無料相談も受け付けているカフェスタイルの相談窓口「CoCoRo Cafe」=大阪市中央区南本町1丁目

 ストレスの多い現代社会。会社や学校、家庭での人間関係に悩みを抱える人は多く、誰にも相談できずにストレスをため続けると、深刻な状態に陥ってしまう可能性もある。日本美容統合医療協会はこうした“心の問題”に対処する心理カウンセラーなどの育成を行っている団体だ。

 ■地位向上を

 カウンセリングを受け、話を聞いてもらうだけでも気持ちが楽になる人もいるといい、北川武代表理事は「たまっていないようでたまっているのがストレス。ストレスが原因で体に痛みが出る人もいる」と指摘する。

 ただ、欧米では心理カウンセラーの社会的地位が高い半面、国内では「これから伸びる職業」との認識だ。一部では「周囲から病気と思われる」「会社で昇進に響くのでは」とカウンセリングをためらう風潮もある。

 協会主任講師の田中正晃氏は「個人営業ができるレベルまで学生のスキルを引き上げると同時に、カウンセリングを受けるのは特別なことではないという認識を広めたい」と、カウンセラーの地位向上にも情熱を燃やす。

 ■一貫教育が特徴

 同協会の心理カウンセラー養成講座は、厚労省の緊急人材育成支援事業による職業訓練の認定を受けており、試験に合格すれば、受講生は授業料を負担することなく、600時間にわたりカウンセリングの実技や各種療法を学ぶことができる。

 現在は3〜7期生が受講。
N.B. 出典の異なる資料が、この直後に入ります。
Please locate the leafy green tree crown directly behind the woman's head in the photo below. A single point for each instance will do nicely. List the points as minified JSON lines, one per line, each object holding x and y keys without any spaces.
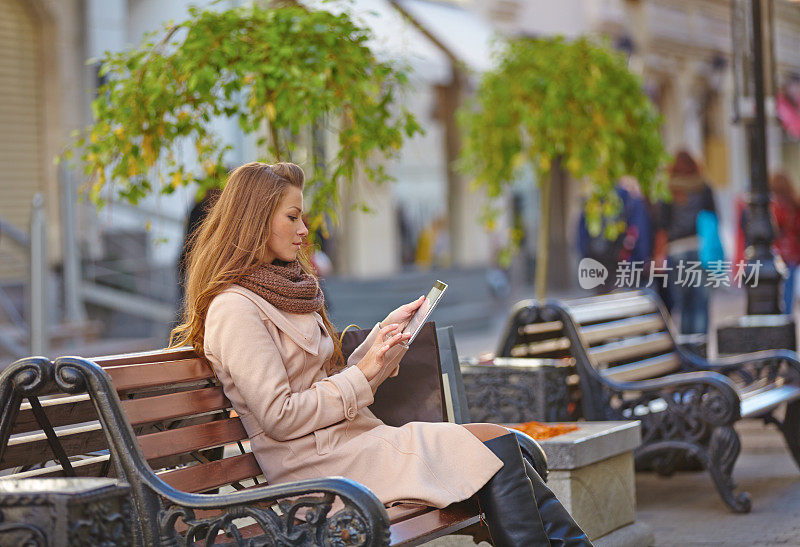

2期生までの卒業生約50人のうち約20人は、卒業生が中心となり設立した「LLP日本心理セラピスト連盟」に所属。大阪市中央区南本町のビルで、実際にカウンセリングを行う。養成からカウンセリングの場の提供までを、一貫して行っているのが特徴だ。

 ■橋渡し役も

 ビルの1階は、ハーブティーを飲みながら無料相談に応じてもらえるカフェスタイルの相談窓口「CoCoRo Cafe」。2階は、カウンセリングを受けることのできるブースとなっている。

 離婚など夫婦関係の問題なら弁護士、心の病気が疑われる場合は心療内科に紹介する。どこに相談していいか分からない相談者が、同協会を訪れたことがきっかけで、深刻な状態になる前に問題解決につながったケースもあるのだという。

 北川代表理事は「メンタル対策をする企業も増えてきたが、精神的に異常があるか否かを判断しているケースが多い。実際は仕事や家庭の問題が複雑にからみあっているもの。カウンセラー出張サービスも検討しており、力になれると考えている」と話している。